Dengan pasal dakwaan di pengadilan yang disangkakan Jaksa yakni, Pasal 187 ayat 1 KUHP jo Pasal 55 ayat 1 ke 1 KUHPidana atau kedua melanggar Pasal 170 ayat (1) KUHPidana.
Tuntutan tersebut dibacakan Jaksa Muda, Rian Joze Lopulalan, sidang yang berlangsung di Pengadilan Negeri Ambon, Selasa (30/9/2025).
Baca juga: Akankah Kapolres Buru Diperiksa? Ini Tanggapan Kabid Humas Soal Kasus Sianida
Dalam surat tuntutan, dirinya katakan bahwa terdakwa Husen, telah terbukti secara sah dan meyakinkan bersalah melakukan tindak pidana "Secara bersama-sama dengan sengaja menimbulkan kebakaran yang mendatangkan bahaya umum bagi barang".

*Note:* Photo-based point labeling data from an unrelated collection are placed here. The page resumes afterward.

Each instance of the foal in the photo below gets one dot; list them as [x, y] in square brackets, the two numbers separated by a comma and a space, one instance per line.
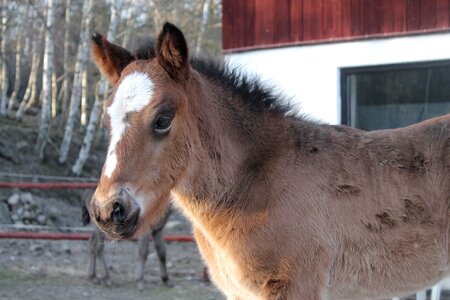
[97, 243]
[283, 207]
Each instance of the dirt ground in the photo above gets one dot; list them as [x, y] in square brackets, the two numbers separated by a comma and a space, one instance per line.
[44, 269]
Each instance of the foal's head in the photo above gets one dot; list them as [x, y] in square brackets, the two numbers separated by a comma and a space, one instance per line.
[149, 131]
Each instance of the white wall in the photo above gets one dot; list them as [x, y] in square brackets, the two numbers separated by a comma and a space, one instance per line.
[311, 73]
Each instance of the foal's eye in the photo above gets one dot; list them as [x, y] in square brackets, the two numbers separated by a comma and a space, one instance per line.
[163, 123]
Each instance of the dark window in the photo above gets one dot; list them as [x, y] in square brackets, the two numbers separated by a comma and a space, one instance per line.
[394, 95]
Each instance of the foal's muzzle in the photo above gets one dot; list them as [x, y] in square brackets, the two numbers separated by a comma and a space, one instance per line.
[117, 216]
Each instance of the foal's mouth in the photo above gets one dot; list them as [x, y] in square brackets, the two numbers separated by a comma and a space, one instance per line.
[120, 230]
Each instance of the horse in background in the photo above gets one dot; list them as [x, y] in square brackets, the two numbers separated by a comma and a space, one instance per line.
[282, 207]
[97, 244]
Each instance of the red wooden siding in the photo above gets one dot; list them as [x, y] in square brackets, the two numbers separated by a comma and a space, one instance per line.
[251, 24]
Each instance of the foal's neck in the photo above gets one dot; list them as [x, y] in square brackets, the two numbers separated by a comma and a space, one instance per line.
[235, 146]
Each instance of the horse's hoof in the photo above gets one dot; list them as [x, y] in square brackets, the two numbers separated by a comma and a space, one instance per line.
[93, 280]
[167, 282]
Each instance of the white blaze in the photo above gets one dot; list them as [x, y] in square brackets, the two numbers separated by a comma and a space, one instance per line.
[132, 95]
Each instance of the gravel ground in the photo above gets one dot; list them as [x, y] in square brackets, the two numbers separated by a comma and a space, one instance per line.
[57, 270]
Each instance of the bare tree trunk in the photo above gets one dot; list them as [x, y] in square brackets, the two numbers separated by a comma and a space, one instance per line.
[203, 23]
[54, 93]
[4, 79]
[19, 54]
[129, 25]
[80, 66]
[83, 117]
[44, 126]
[101, 91]
[65, 91]
[77, 168]
[29, 99]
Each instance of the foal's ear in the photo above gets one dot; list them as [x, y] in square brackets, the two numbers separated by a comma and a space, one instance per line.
[172, 51]
[110, 58]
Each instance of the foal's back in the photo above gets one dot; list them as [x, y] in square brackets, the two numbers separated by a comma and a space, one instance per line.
[378, 202]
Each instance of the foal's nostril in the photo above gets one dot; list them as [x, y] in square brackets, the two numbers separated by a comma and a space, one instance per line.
[118, 213]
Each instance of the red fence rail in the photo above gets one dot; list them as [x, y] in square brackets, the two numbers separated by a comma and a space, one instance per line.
[48, 185]
[76, 236]
[63, 236]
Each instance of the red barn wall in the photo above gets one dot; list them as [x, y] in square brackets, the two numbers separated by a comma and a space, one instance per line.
[253, 24]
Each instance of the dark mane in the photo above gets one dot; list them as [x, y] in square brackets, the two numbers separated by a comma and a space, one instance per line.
[256, 95]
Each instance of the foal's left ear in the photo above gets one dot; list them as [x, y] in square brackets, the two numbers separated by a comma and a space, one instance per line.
[111, 59]
[172, 51]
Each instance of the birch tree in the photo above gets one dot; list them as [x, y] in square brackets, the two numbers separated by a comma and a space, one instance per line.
[80, 66]
[19, 54]
[65, 90]
[47, 73]
[116, 7]
[4, 78]
[30, 96]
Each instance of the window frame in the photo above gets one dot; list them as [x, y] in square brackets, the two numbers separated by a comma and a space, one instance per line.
[345, 72]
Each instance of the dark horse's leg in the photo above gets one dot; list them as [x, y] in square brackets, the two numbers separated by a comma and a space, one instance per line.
[161, 251]
[143, 254]
[96, 247]
[144, 242]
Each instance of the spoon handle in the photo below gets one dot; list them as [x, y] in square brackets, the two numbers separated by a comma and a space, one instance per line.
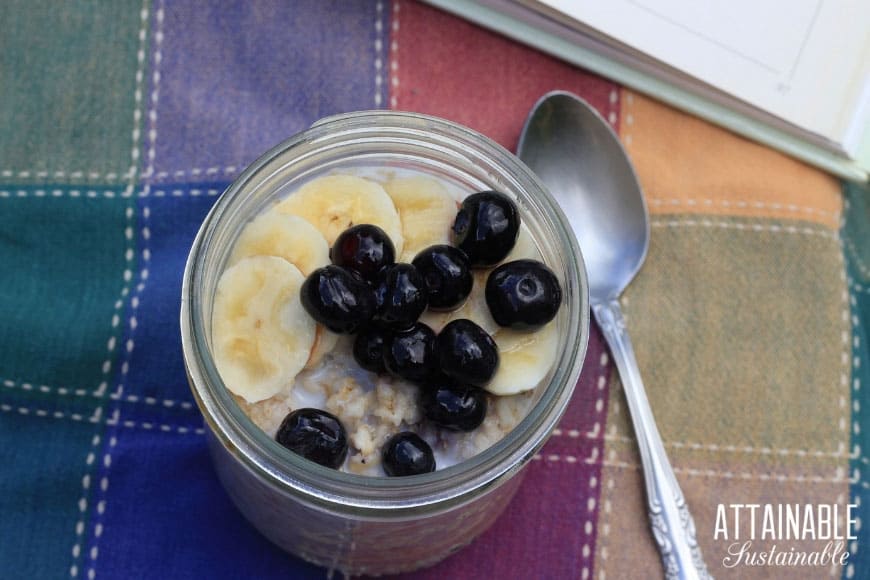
[672, 524]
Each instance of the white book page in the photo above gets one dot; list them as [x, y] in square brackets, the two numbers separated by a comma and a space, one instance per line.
[806, 61]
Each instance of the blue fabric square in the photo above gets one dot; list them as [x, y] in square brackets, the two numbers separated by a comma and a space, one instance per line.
[227, 96]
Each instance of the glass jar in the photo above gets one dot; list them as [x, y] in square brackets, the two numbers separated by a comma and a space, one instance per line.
[353, 523]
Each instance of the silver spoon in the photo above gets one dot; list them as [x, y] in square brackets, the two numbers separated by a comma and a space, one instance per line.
[580, 159]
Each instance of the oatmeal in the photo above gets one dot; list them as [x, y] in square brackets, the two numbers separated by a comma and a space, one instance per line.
[371, 320]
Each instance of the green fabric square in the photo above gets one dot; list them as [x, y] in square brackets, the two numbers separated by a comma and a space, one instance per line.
[67, 259]
[67, 83]
[756, 338]
[44, 462]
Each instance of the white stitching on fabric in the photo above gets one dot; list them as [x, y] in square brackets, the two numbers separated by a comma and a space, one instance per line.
[588, 525]
[713, 447]
[777, 477]
[61, 174]
[746, 226]
[83, 500]
[92, 194]
[155, 89]
[9, 384]
[379, 47]
[394, 59]
[745, 205]
[97, 420]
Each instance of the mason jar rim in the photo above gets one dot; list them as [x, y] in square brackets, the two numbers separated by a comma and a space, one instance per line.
[367, 496]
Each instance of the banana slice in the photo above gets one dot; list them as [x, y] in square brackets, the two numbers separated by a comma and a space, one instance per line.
[324, 341]
[475, 307]
[525, 358]
[336, 202]
[285, 236]
[262, 335]
[435, 320]
[426, 210]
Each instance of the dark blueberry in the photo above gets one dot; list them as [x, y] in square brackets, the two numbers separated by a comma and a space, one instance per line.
[524, 294]
[368, 349]
[365, 249]
[401, 296]
[448, 276]
[410, 353]
[452, 406]
[466, 352]
[315, 435]
[337, 299]
[486, 227]
[407, 453]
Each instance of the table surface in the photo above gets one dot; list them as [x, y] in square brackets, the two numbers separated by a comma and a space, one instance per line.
[120, 124]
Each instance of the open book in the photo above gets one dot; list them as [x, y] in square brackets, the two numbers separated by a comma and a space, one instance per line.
[794, 75]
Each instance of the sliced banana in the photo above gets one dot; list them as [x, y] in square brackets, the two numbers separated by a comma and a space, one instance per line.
[324, 341]
[435, 320]
[426, 211]
[525, 358]
[285, 236]
[261, 333]
[475, 307]
[336, 202]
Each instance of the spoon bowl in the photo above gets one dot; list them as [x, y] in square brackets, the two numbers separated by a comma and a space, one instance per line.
[598, 188]
[580, 159]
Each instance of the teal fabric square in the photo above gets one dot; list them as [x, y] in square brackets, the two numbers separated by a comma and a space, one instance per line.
[45, 463]
[69, 263]
[69, 87]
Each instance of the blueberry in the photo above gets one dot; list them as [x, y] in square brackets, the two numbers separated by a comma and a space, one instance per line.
[315, 435]
[448, 276]
[337, 299]
[454, 407]
[363, 248]
[524, 294]
[407, 453]
[410, 353]
[486, 227]
[368, 349]
[401, 296]
[466, 352]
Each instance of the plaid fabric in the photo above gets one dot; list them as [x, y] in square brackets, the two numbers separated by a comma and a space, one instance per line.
[120, 123]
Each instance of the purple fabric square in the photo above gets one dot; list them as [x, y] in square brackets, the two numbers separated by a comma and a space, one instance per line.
[168, 221]
[234, 79]
[161, 513]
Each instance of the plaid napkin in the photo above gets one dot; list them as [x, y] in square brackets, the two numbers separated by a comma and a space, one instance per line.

Perbuatan sebagaimana dalam dakwaan pertama penuntut umum melanggar Pasal 187 ayat 1 KUHP jo Pasal 55 Ayat 1 Ke 1 KUHP.
“Supaya Majelis Hakim Pengadilan Negeri Ambon yang memeriksa dan mengadili perkara ini memutuskan, menjatuhkan pidana terhadap terdakwa Husain Mahulauw Alias Husen dengan pidana penjara selama 8 Tahun dikurangi masa penangkapan dan masa penahanan terdakwa sementara, dengan perintah agar terdakwa tetap ditahan,” ucap JPU.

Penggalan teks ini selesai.